REPUBLIKA.CO.ID, JEMBER -- Pengamat politik dari Universitas Jember, Drs Joko Susilo menilai, wajar Menteri Hukum dan HAM, Yasonna Laoly memenangkan kepengurusan Partai Golkar pimpinan Agung Laksono, karena persamaan visi dengan pemerintah.
"Semua orang tidak akan kaget kalau MenkumHAM mengesahkan kepemimpinan Agung Laksono hasil musyawarah nasional (Munas) Ancol. Karena keputusan itu sangat strategis untuk melemahkan Koalisi Merah Putih," kata Joko di Kabupaten Jember, Jawa Timur, Sabtu (14/3).
Menurutnya, Partai Golkar hasil Munas di Bali dengan kepemimpinan Aburizal Bakrie merupakan partai oposisi pemerintah dan sejak awal tidak mendukung pemerintahan Presiden Joko Widodo-Jusuf Kalla.
"Memang banyak polemik yang akan dihadapi Yasonna Laoly dengan mengesahkan salah satu kubu Partai Golkar, apalagi proses peradilan di Pengadilan Tata Usaha Negara (PTUN) yang belum selesai. Keputusan MenkumHAM memang dilematis," tuturnya.
Apalagi, dualisme kepemimpinan partai juga dialami oleh Partai Persatuan Pembangunan (PPP) yang hingga kini masih berpolemik karena ada dua putusan yakni kubu Romahurmuziy disahkan KemenkumHAM. Tetapi di PTUN justru kubu Djan Faridz yang dimenangkan.

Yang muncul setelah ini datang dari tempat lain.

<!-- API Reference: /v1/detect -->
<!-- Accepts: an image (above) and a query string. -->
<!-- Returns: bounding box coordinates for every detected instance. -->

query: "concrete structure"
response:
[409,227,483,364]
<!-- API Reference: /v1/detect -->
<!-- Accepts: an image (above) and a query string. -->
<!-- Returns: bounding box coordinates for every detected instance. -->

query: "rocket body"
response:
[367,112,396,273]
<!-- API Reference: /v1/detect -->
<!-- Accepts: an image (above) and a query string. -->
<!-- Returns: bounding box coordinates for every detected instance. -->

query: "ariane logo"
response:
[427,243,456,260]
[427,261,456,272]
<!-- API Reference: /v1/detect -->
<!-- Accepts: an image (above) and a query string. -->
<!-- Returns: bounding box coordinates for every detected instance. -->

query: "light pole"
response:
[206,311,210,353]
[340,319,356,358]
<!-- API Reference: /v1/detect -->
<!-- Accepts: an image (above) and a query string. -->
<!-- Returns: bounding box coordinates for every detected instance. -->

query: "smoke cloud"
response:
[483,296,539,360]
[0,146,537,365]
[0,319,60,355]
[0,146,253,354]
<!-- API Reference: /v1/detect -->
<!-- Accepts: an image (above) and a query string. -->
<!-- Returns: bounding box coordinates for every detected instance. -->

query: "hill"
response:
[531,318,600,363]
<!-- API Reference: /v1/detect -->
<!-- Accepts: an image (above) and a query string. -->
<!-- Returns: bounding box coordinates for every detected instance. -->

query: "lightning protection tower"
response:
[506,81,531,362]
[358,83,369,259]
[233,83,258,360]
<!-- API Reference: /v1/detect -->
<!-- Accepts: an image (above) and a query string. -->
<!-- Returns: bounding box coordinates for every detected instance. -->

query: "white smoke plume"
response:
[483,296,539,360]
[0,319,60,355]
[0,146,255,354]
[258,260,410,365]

"Seharusnya pemerintah belajar dari kasus itu dan mengesahkan setelah proses PTUN selesai. MenkumHAM seharusnya lebih berhati-hati menelusuri permasalahan internal suatu partai agar kasus PPP tak terulang," ucap dosen FISIP Universitas Jember itu.
Sebelumnya, MenkumHAM mengesahkan kepengurusan DPP Partai Golkar hasil Munas Jakarta secara selektif di bawah kepemimpinan Agung Laksono. MenkumHAM juga meminta Agung Laksono untuk segera membentuk kepengurusan Partai Golkar dengan mengakomodasi kader Golkar yang memenuhi kriteria prestasi, dedikasi, loyalitas dan tidak tercela.
Sementara Partai Golkar kubu Aburizal Bakrie masih berupaya menempuh jalur hukum atas putusan Menkumham tersebut, karena dinilai manipulatif dan politis itu.